= ¿Y Tu Abuela Donde Esta? =

Poem by Puerto Rican poet Fortunato Vizcarrondo

¿Y Tu Abuela Donde Esta? (¿Y tu agüela, aonde ejtá? in the Puerto Rican dialect) is a poem by Puerto Rican poet Fortunato Vizcarrondo (1899 – 1977), which has been recorded both as songs and as poetry by many Latin American artists, most notably the puerto rican artist Juan Boria. The phrase, translated from the Spanish means "and where is your grandmother?", but the poem is recited in a Puerto Rican dialect as if spoken by an Afro-Puerto Rican.

== The Poem ==

Ayé me dijite negro

Y hoy te boy a contejtá:

Mi mai se sienta en la sala.

¿Y tu agüela, aonde ejtá?

Yo tengo el pelo'e caíyo:

El tuyo ej seda namá;

Tu pai lo tiene bien lasio,

¿Y tu agüela, aonde ejtá?

Tu coló te salió blanco

Y la mejiya rosá;

Loj lábioj loj tiénej finoj . . .

¿Y tu agüela, aonde ejtá?

¿Disej que mi bemba ej grande

Y mi pasa colorá?

Pero dijme, por la vijne,

¿Y tu agüela, aonde ejtá?

Como tu nena ej blanquita

La sacaj mucho a pasiá . . .

Y yo con ganae gritate

¿Y tu agüela, aonde ejtá?

A ti te gujta el fojtrote,

Y a mi brujca maniguá.

Tú te laj tiraj de blanco

¿Y tu agüela, aonde ejtá?

Erej blanquito enchapao

Que dentraj en sosiedá,

Temiendo que se conojca

La mamá de tu mamá.

Aquí el que no tiene dinga

Tiene mandinga . . ¡ja, ja!

Por eso yo te pregunto

¿Y tu agüela, aonde ejtá?

Ayé me dijite negro

Queriéndome abochoná.

Mi agüela sale a la sala,

Y la tuya oculta ajtá.

La pobre se ejtá muriendo

Al belse tan maltratá.

Que hajta tu perro le ladra

Si acaso a la sala bá.

¡Y bien que yo la conojco!

Se ñama Siña Tatá . . .

Tu la ejconde en la cosina,

Po'que ej prieta de a beldá.

== Meaning ==
The poem tells the story of a black Puerto Rican who "answers" a white-skinned Puerto Rican after the latter calls the Afro-Puerto Rican "black" and "big lipped." In his answer, the black man describes both his own African attributes while also describing the European attributes of the white Puerto Rican as well as that person's light-skinned daughter. All the while the black man keeps asking in nearly every stanza, "... and where is your grandmother?"

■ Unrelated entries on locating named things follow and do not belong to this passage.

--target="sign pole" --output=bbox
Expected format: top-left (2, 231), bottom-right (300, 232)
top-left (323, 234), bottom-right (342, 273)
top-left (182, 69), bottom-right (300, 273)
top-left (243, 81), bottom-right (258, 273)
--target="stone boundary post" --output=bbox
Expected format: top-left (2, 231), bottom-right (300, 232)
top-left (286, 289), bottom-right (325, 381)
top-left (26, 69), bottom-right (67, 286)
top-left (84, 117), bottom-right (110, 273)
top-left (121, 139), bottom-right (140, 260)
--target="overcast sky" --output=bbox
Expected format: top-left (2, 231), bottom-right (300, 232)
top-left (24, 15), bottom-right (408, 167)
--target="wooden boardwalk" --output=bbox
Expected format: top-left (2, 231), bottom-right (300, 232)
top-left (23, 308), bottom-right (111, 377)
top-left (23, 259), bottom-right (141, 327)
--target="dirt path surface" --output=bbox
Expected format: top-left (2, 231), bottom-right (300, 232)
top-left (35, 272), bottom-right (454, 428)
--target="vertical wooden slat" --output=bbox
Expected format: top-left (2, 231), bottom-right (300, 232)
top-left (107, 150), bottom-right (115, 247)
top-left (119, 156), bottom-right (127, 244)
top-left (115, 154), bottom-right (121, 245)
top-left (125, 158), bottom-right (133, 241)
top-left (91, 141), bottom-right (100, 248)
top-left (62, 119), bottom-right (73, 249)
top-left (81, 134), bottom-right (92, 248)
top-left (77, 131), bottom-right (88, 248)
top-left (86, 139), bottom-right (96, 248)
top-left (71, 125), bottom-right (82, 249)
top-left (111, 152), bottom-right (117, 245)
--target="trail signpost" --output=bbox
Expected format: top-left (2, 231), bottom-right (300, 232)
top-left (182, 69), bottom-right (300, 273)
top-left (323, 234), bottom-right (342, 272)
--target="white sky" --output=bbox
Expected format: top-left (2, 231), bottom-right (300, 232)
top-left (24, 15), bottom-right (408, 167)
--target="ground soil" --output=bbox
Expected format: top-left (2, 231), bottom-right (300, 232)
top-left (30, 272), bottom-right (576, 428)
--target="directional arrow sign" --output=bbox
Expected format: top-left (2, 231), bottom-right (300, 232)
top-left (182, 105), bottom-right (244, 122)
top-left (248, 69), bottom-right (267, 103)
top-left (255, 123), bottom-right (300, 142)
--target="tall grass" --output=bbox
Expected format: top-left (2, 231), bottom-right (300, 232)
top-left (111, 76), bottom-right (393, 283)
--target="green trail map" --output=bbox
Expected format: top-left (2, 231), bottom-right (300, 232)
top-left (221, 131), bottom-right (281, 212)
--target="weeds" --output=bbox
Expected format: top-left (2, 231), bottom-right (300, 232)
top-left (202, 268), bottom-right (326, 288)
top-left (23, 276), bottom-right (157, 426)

The meaning of the question is made clear as the poem develops; the black man notes that his own grandmother "sits in the living room, but yours is kept hidden." The reason for that is revealed in the last stanza, when the black man tells the world that the "white" Puerto Rican keeps the grandmother hidden in the kitchen because she is so dark-skinned; we also learn that her name is Siña Tatá.

The poem is widely interpreted as an elegant way to identify the racism faced by Puerto Ricans of clear African ancestry from their own people of Caucasian features, but who may have an African ancestor themselves.